Os Lisboetas
Os dias posteriores a sua chegada, a Portugal, foram
para a rapariguinha todos iguais. Dias causticantes e cansativos cheios de regras,
aulas e afazeres que decerto não faziam parte do dia a dia de meninas da corte
e das fazendas brasileiras. No final do dia, sempre depois do jantar, seguiam
para a sala de piano; onde, Helena tocava modinhas e depois iam para seus
aposentos. Leninha, naquela noite, recebeu a ajuda da governanta para colocar a
roupa de dormir e foi posta na cama. A criada ajudou-a a tirar o vestido que
usava, a trocar o espartilho que usava no dia a dia, pelo de dormir, que
apertava a cintura o dobro; mas que aliviava a respiração da dama. Depois a
penteou, fazendo duas tranças, colocou o cabelo dentro de uma touca de seda;
vestiu-lhe a camisola e pôs lhe na cama. A governanta, então, fechou o
acortinado do dossel e se retirou deixando-a sós.

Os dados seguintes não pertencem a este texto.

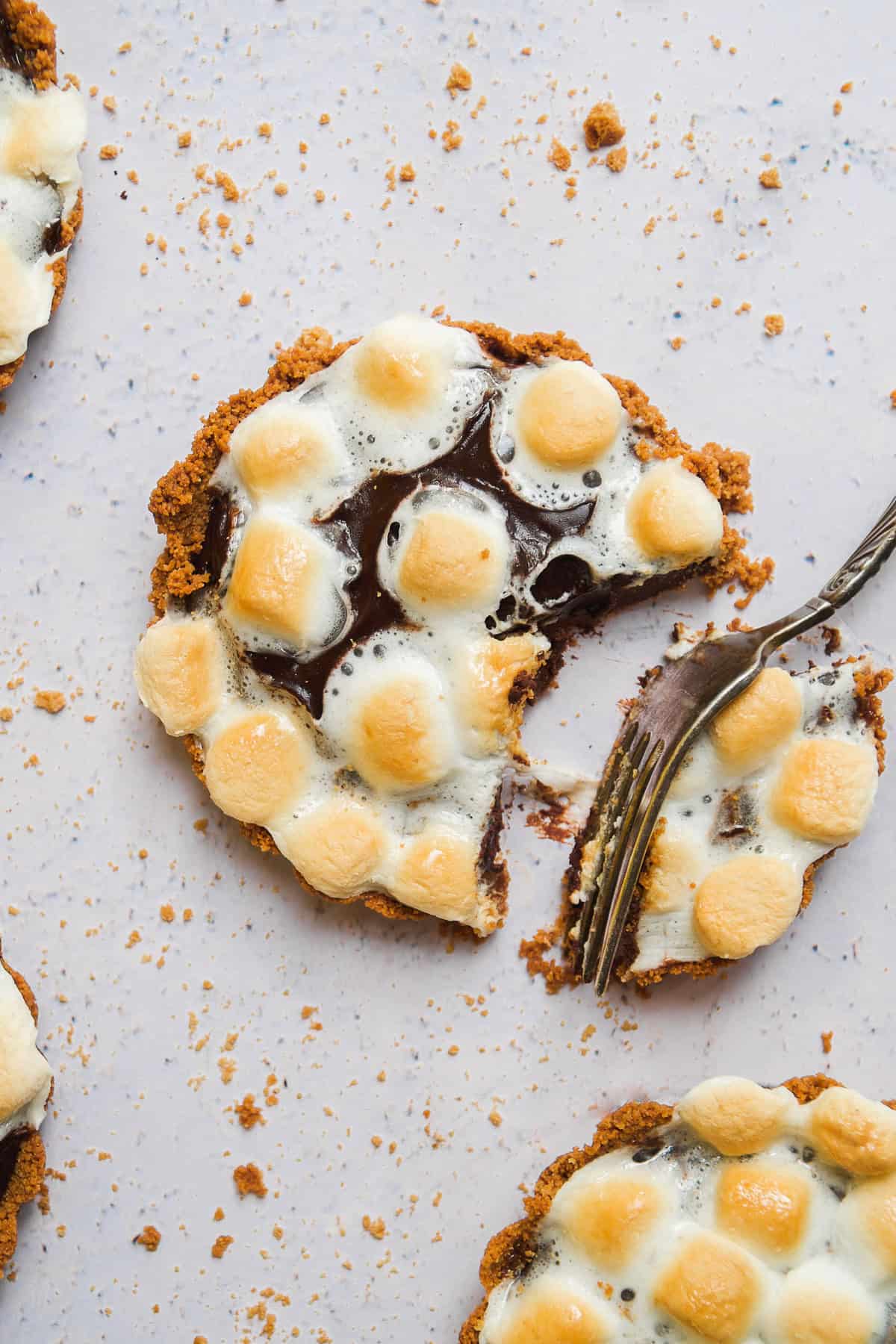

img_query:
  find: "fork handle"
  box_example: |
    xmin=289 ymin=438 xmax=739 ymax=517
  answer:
xmin=818 ymin=496 xmax=896 ymax=608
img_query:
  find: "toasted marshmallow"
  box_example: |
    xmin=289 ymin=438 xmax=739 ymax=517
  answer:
xmin=348 ymin=667 xmax=454 ymax=793
xmin=679 ymin=1077 xmax=794 ymax=1157
xmin=204 ymin=709 xmax=313 ymax=825
xmin=398 ymin=508 xmax=509 ymax=615
xmin=0 ymin=238 xmax=54 ymax=364
xmin=839 ymin=1175 xmax=896 ymax=1278
xmin=771 ymin=738 xmax=877 ymax=845
xmin=459 ymin=635 xmax=550 ymax=754
xmin=0 ymin=84 xmax=87 ymax=193
xmin=641 ymin=828 xmax=700 ymax=914
xmin=230 ymin=396 xmax=341 ymax=500
xmin=223 ymin=514 xmax=345 ymax=652
xmin=653 ymin=1233 xmax=762 ymax=1344
xmin=709 ymin=668 xmax=803 ymax=771
xmin=627 ymin=458 xmax=723 ymax=561
xmin=516 ymin=359 xmax=622 ymax=470
xmin=716 ymin=1163 xmax=812 ymax=1257
xmin=482 ymin=1270 xmax=617 ymax=1344
xmin=809 ymin=1087 xmax=896 ymax=1176
xmin=693 ymin=853 xmax=802 ymax=959
xmin=393 ymin=825 xmax=481 ymax=931
xmin=777 ymin=1257 xmax=881 ymax=1344
xmin=134 ymin=617 xmax=225 ymax=738
xmin=551 ymin=1164 xmax=669 ymax=1273
xmin=355 ymin=316 xmax=451 ymax=414
xmin=277 ymin=798 xmax=387 ymax=899
xmin=0 ymin=965 xmax=52 ymax=1141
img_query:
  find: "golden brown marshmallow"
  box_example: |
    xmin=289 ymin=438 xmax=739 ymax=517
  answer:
xmin=516 ymin=360 xmax=622 ymax=470
xmin=461 ymin=635 xmax=548 ymax=751
xmin=398 ymin=509 xmax=506 ymax=610
xmin=230 ymin=398 xmax=337 ymax=499
xmin=627 ymin=460 xmax=723 ymax=561
xmin=809 ymin=1087 xmax=896 ymax=1176
xmin=491 ymin=1275 xmax=615 ymax=1344
xmin=842 ymin=1175 xmax=896 ymax=1278
xmin=709 ymin=668 xmax=802 ymax=771
xmin=393 ymin=827 xmax=478 ymax=924
xmin=204 ymin=709 xmax=311 ymax=825
xmin=355 ymin=317 xmax=447 ymax=413
xmin=349 ymin=676 xmax=451 ymax=793
xmin=278 ymin=800 xmax=387 ymax=899
xmin=224 ymin=514 xmax=336 ymax=648
xmin=653 ymin=1233 xmax=762 ymax=1344
xmin=134 ymin=617 xmax=224 ymax=736
xmin=771 ymin=738 xmax=877 ymax=845
xmin=555 ymin=1168 xmax=668 ymax=1270
xmin=716 ymin=1163 xmax=812 ymax=1255
xmin=641 ymin=830 xmax=700 ymax=914
xmin=679 ymin=1078 xmax=792 ymax=1157
xmin=778 ymin=1265 xmax=876 ymax=1344
xmin=693 ymin=853 xmax=802 ymax=959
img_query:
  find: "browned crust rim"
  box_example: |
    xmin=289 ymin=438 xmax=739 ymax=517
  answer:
xmin=149 ymin=319 xmax=770 ymax=927
xmin=0 ymin=953 xmax=47 ymax=1278
xmin=615 ymin=656 xmax=893 ymax=988
xmin=458 ymin=1074 xmax=896 ymax=1344
xmin=0 ymin=0 xmax=84 ymax=393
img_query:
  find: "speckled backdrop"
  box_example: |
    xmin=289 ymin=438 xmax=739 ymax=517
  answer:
xmin=0 ymin=0 xmax=896 ymax=1344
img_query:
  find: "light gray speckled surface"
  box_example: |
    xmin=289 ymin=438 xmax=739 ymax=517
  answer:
xmin=0 ymin=0 xmax=896 ymax=1344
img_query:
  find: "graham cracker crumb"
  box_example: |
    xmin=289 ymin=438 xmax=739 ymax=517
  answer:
xmin=34 ymin=691 xmax=66 ymax=714
xmin=445 ymin=60 xmax=473 ymax=98
xmin=133 ymin=1223 xmax=161 ymax=1254
xmin=582 ymin=102 xmax=626 ymax=149
xmin=234 ymin=1163 xmax=267 ymax=1199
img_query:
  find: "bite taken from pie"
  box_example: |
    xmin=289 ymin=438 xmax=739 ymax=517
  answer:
xmin=136 ymin=316 xmax=768 ymax=936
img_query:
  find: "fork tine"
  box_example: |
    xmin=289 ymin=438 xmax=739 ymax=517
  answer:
xmin=570 ymin=721 xmax=637 ymax=969
xmin=583 ymin=742 xmax=665 ymax=995
xmin=575 ymin=719 xmax=650 ymax=978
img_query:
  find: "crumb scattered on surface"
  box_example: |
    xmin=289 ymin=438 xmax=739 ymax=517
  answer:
xmin=34 ymin=691 xmax=66 ymax=714
xmin=582 ymin=102 xmax=626 ymax=149
xmin=234 ymin=1163 xmax=267 ymax=1199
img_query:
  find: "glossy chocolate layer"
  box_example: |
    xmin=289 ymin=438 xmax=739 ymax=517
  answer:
xmin=196 ymin=396 xmax=599 ymax=718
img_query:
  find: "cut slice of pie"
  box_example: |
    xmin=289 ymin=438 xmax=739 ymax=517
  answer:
xmin=565 ymin=628 xmax=892 ymax=984
xmin=459 ymin=1074 xmax=896 ymax=1344
xmin=136 ymin=317 xmax=770 ymax=934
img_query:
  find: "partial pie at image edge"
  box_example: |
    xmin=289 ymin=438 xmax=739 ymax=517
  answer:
xmin=137 ymin=319 xmax=771 ymax=934
xmin=459 ymin=1074 xmax=896 ymax=1344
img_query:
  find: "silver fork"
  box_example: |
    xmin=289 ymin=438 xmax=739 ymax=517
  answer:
xmin=571 ymin=497 xmax=896 ymax=995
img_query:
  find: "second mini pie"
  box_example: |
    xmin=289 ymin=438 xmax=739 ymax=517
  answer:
xmin=461 ymin=1075 xmax=896 ymax=1344
xmin=136 ymin=317 xmax=762 ymax=934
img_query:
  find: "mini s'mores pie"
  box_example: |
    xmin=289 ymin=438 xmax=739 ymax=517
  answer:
xmin=0 ymin=956 xmax=52 ymax=1278
xmin=136 ymin=316 xmax=762 ymax=934
xmin=567 ymin=641 xmax=891 ymax=983
xmin=0 ymin=0 xmax=87 ymax=391
xmin=459 ymin=1075 xmax=896 ymax=1344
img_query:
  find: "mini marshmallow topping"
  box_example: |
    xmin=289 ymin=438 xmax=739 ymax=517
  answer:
xmin=470 ymin=1078 xmax=896 ymax=1344
xmin=136 ymin=316 xmax=757 ymax=934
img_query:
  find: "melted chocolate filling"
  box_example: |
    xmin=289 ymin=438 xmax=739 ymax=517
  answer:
xmin=196 ymin=396 xmax=609 ymax=719
xmin=0 ymin=1126 xmax=31 ymax=1201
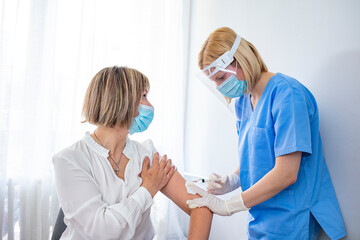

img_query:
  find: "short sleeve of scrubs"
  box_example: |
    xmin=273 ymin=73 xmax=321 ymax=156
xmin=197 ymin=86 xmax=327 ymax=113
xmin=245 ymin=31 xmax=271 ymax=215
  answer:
xmin=272 ymin=84 xmax=312 ymax=157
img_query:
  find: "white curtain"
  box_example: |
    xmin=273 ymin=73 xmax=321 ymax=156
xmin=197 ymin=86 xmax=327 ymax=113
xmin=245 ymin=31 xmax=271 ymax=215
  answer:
xmin=0 ymin=0 xmax=190 ymax=239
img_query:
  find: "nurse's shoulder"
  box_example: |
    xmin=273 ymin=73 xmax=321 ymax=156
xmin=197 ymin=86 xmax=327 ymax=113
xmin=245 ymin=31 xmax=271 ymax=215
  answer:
xmin=271 ymin=73 xmax=318 ymax=120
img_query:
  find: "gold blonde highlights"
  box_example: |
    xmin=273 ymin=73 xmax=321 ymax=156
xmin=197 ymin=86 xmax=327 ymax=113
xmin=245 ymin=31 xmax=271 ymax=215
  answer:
xmin=198 ymin=27 xmax=268 ymax=102
xmin=82 ymin=66 xmax=150 ymax=128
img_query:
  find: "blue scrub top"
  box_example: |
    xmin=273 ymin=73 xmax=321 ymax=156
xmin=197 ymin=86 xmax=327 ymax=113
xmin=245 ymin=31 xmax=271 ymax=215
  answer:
xmin=235 ymin=73 xmax=346 ymax=240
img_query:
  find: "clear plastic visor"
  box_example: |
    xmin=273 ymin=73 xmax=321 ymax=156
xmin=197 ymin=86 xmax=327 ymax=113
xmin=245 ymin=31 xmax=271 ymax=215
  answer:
xmin=205 ymin=62 xmax=237 ymax=81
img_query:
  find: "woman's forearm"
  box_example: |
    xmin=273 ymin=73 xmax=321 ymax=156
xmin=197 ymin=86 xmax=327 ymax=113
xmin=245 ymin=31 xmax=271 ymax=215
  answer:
xmin=188 ymin=207 xmax=213 ymax=240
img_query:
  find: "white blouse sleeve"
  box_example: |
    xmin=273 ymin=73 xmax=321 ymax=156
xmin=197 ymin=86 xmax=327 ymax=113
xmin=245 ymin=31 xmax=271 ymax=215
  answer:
xmin=53 ymin=154 xmax=153 ymax=239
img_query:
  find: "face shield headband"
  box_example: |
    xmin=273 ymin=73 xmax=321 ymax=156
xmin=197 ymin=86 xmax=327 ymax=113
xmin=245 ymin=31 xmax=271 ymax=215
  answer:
xmin=202 ymin=35 xmax=241 ymax=77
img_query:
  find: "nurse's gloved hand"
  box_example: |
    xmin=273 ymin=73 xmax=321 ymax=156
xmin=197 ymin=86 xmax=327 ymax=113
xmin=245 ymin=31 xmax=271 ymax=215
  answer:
xmin=186 ymin=182 xmax=249 ymax=216
xmin=206 ymin=173 xmax=240 ymax=195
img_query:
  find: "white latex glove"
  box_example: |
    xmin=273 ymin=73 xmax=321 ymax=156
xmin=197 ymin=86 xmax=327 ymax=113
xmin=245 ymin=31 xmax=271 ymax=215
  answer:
xmin=206 ymin=173 xmax=240 ymax=195
xmin=186 ymin=182 xmax=250 ymax=216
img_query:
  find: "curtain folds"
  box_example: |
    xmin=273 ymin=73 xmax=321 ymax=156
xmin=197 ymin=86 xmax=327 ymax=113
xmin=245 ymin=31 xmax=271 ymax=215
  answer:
xmin=0 ymin=0 xmax=190 ymax=239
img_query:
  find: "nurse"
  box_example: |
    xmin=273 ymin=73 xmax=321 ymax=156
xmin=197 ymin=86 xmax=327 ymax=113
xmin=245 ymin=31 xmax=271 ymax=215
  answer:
xmin=187 ymin=27 xmax=346 ymax=240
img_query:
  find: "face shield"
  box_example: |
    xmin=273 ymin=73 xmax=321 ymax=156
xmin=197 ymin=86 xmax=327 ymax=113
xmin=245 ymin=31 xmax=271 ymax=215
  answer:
xmin=202 ymin=35 xmax=241 ymax=78
xmin=195 ymin=35 xmax=241 ymax=115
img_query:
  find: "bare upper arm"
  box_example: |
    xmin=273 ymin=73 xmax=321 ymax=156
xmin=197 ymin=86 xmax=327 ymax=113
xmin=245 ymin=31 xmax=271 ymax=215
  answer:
xmin=161 ymin=171 xmax=200 ymax=214
xmin=275 ymin=152 xmax=302 ymax=182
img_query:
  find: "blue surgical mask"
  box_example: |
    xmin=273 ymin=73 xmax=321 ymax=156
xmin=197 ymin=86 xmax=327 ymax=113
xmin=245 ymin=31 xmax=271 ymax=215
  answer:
xmin=129 ymin=104 xmax=154 ymax=134
xmin=216 ymin=74 xmax=247 ymax=98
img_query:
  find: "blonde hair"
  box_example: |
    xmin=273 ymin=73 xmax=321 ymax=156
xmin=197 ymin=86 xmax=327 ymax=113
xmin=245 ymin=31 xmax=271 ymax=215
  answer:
xmin=82 ymin=66 xmax=150 ymax=128
xmin=198 ymin=27 xmax=268 ymax=102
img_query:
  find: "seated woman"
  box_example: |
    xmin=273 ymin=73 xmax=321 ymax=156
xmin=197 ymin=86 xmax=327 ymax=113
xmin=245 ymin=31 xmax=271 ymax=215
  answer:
xmin=53 ymin=66 xmax=212 ymax=240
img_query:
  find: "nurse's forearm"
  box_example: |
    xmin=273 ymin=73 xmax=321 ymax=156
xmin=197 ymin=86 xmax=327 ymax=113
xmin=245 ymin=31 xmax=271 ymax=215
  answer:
xmin=242 ymin=152 xmax=301 ymax=208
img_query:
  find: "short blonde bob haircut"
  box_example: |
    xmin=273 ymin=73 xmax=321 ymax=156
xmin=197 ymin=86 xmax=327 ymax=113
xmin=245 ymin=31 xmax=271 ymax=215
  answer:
xmin=82 ymin=66 xmax=150 ymax=128
xmin=198 ymin=27 xmax=268 ymax=101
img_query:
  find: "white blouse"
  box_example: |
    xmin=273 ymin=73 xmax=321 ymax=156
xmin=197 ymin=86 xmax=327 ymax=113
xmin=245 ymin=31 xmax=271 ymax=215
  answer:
xmin=53 ymin=132 xmax=156 ymax=240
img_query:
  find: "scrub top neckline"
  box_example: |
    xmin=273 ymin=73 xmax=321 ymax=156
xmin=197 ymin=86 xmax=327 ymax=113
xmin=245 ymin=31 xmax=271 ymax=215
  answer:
xmin=248 ymin=73 xmax=279 ymax=114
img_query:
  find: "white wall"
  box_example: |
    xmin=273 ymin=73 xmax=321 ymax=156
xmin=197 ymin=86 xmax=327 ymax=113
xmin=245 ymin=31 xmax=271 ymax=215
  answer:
xmin=185 ymin=0 xmax=360 ymax=239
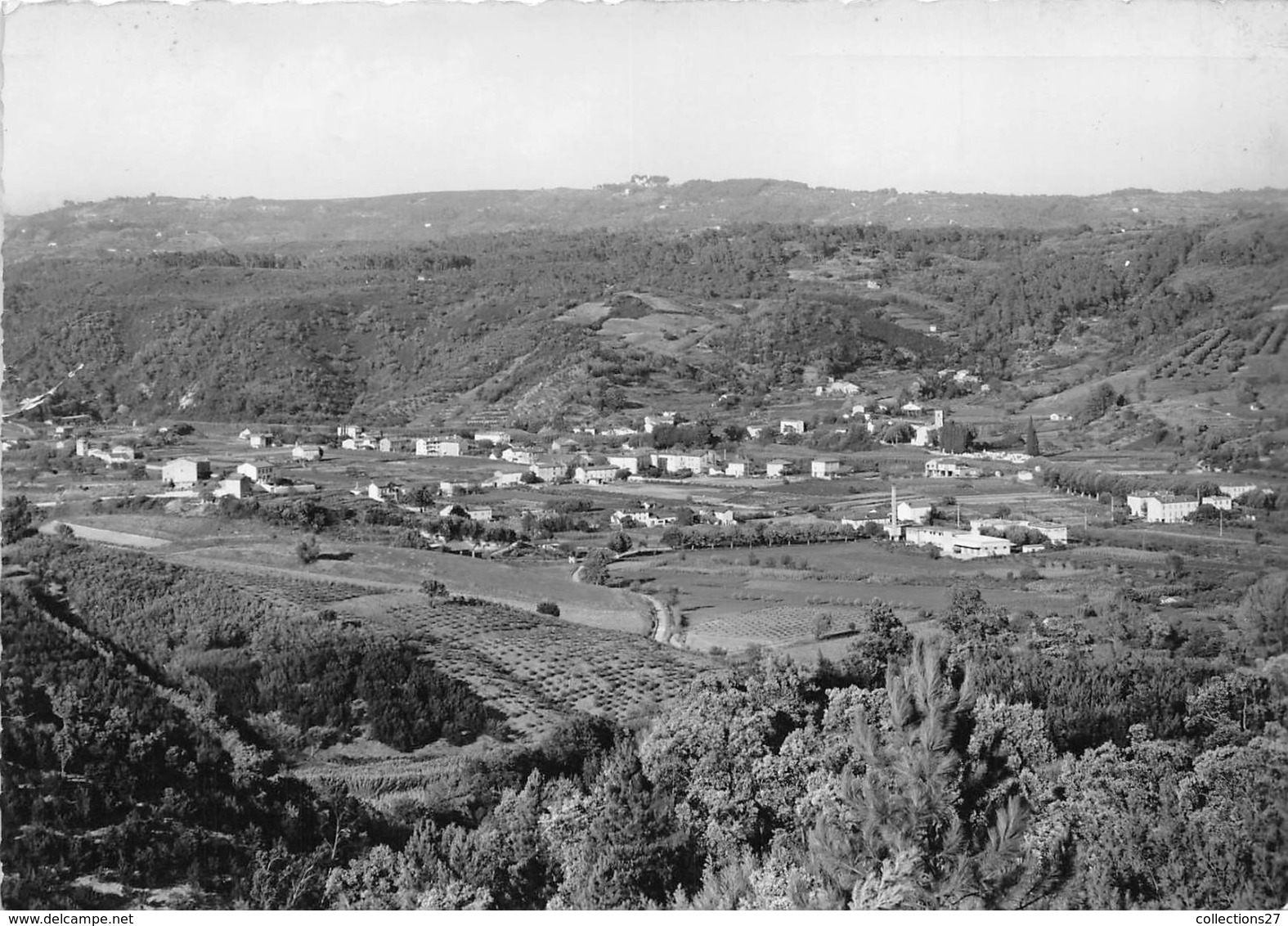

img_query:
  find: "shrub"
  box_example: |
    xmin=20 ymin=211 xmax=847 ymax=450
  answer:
xmin=295 ymin=537 xmax=322 ymax=565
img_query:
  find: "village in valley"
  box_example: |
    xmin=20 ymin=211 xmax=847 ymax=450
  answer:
xmin=0 ymin=0 xmax=1288 ymax=906
xmin=7 ymin=348 xmax=1275 ymax=661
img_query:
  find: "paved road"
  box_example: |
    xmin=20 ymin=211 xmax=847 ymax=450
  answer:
xmin=40 ymin=520 xmax=170 ymax=549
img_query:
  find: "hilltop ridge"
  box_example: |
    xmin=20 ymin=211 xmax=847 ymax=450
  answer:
xmin=4 ymin=179 xmax=1288 ymax=260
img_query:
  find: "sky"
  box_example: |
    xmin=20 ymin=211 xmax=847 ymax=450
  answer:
xmin=0 ymin=0 xmax=1288 ymax=215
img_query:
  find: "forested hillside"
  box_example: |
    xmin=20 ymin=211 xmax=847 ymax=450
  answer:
xmin=4 ymin=203 xmax=1288 ymax=425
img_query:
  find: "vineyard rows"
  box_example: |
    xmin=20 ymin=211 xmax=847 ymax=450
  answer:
xmin=368 ymin=601 xmax=701 ymax=734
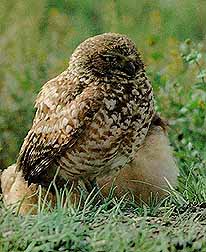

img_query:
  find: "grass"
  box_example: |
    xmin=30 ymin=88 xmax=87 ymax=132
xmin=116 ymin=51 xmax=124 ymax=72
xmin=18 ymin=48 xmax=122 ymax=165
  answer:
xmin=0 ymin=0 xmax=206 ymax=252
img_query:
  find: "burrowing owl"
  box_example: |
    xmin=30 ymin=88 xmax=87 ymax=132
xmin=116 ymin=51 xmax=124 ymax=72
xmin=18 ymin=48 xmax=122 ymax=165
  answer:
xmin=17 ymin=33 xmax=154 ymax=193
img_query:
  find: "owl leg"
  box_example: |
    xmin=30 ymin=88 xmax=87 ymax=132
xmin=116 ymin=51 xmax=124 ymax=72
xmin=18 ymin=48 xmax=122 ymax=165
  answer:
xmin=84 ymin=178 xmax=104 ymax=203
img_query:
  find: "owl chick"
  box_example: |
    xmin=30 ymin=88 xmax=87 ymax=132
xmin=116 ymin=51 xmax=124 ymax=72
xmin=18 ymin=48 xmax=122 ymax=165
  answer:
xmin=17 ymin=33 xmax=154 ymax=195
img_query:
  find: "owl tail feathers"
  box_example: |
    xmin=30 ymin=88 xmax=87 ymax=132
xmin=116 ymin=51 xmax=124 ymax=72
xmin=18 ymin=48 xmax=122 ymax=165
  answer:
xmin=0 ymin=164 xmax=38 ymax=214
xmin=0 ymin=164 xmax=80 ymax=215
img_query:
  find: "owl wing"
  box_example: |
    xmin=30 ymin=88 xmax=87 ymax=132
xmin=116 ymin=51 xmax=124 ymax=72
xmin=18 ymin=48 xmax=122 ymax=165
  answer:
xmin=17 ymin=72 xmax=102 ymax=184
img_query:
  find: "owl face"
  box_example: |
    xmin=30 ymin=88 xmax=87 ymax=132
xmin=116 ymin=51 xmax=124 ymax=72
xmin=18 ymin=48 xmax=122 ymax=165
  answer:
xmin=70 ymin=33 xmax=144 ymax=79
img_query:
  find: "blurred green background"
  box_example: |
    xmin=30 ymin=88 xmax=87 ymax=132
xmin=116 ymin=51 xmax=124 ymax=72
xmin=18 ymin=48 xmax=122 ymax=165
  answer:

Helena sofria com toda aquela pressão. Já não vivia
mais como uma menina de sua idade; a viscondessa a tratava como uma mulher,
coisa que ainda não era. E tão pouco queria ser. A jovem menina passou do
estado de menina-moça, para o estado de menina-mulher. Levantava-se ainda antes
do sol nascer, vestia-se, tomava um pequeno desjejum e partia para a
biblioteca; onde recebia aulas de língua estrangeira Francês, inglês, alemão,
italiano, latim, grego e aulas da própria língua-mãe. Depois tinha aula de
geografia, história universal, geometria, retórica, piano, literatura
universal, poesia, pintura, bordado, canto e para terminar o dia aulas de
etiqueta. Com doze anos já sabia todo o protocolo de etiqueta inglês e
austro-húngaro; sabia como uma dama deveria andar se vestir, como combinar cada
roupa, cabelo e acessório. Aos treze já era verdadeiramente uma dama. E o seu
dia começava ainda antes do nascer do sol e só terminava depois que a lua
estivesse alta.
–– Vovô! –– A iniciou do auge de seus treze anos ––
para que preciso a andar dessa forma? Para que preciso fazer assim? E falar
assim? Saber como se deve comportar diante da rainha, se ainda nem a conheço?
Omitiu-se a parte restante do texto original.